After a long day at the office, Ms M. Kakoli is hardly in the mood to cook a full meal for her family. “It’s just that I am so tired some days. I really don’t have the energy to cook. So I order in or make some instant noodles. It’s not an ideal situation but what can one do?” But the 35-year-old mother of a school-going son also remembers how eating out or ordering in was a rare event during her childhood. “We very rarely went out to eat. It was just not done when I was growing up,” she said. Dr K. Srinath Reddy, president of the Public Health Foundation of India, said a sedentary lifestyle, which includes sitting in the office for hours on end, and poor food habits are causing a range of diseases. 

“Sedentary lifestyles are a major problem. People are suffering from hypertension and coronary heart diseases; even some forms of cancer are related to lifestyles. Low intake of fruits and vegetables and physical inactivity are all factors. And it is a serious problem now in rural areas,” said Dr Reddy, who is also a former head of the department of cardiology at the All India Institute of Medical Sciences. 

According to available government statistics, non-communicable diseases are the leading causes of death in the country. About 42 per cent of all deaths are due to non-communicable diseases, with cardiovascular and respiratory diseases topping the list. Around 25 per cent of deaths in the 25-69 age group are due to heart disease. In a country where malnutrition remains a challenge in some parts, obesity is growing into a big problem. About 20 million Indians are obese and around 20 per cent of school-going children are overweight, according to the National Family Health Survey. 

To cater to bigger Indians, there is overweightshaadi.com, a matrimonial site which describes itself as being “for the large hearted”. This month, the Uday Foundation, a non-governmental organisation dealing with child rights and health, filed a petition in the Delhi High Court for a ban on the sale of junk food and fizzy drinks in and around schools.  “On the one hand, children are taught in the classroom about nutrition and the value of a healthy lifestyle, but on the other hand, we continue to make junk food available to them,” Uday Foundation co-founder Rahul Verma said in a statement that was quoted in the Indian media. 

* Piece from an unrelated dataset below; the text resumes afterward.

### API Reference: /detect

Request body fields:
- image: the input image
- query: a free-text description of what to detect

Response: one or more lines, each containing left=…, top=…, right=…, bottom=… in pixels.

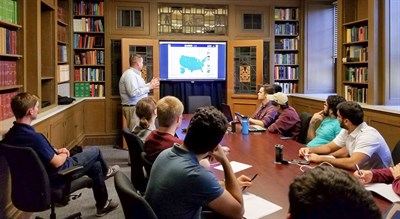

According to the findings of a recent study done by the Diabetes Foundation (India), a private body, one in every three schoolchildren in Delhi’s private schools is obese. The Drugs Controller of India recently asked the government to ban the popular anti-obesity drug sibutramine, which is sold by a number of companies in India. The decision was taken after a meeting of experts and in the wake of reports that the drug could cause heart attacks, cardiac arrests and strokes. But even after the ban, reports in the Indian media said that the weight loss pill, which has also been banned in other countries, was still available and remained one of the fastest-selling anti-obesity drugs in the market.  

Obesity is seen as a trigger for diabetes. Two years ago, Madam Devi Ramasamy, 58, was diagnosed with diabetes, which runs in the family. Her parents, brother and two aunts all suffer from the disease. Not wanting to take any chances, she is taking her doctor’s advice to walk for an hour every day and to try to stick to a strict diet. “It’s better to eat food that’s maybe not that tasty than suffer more from this disease,” she said. But she admits she cannot resist the occasional sweet or two.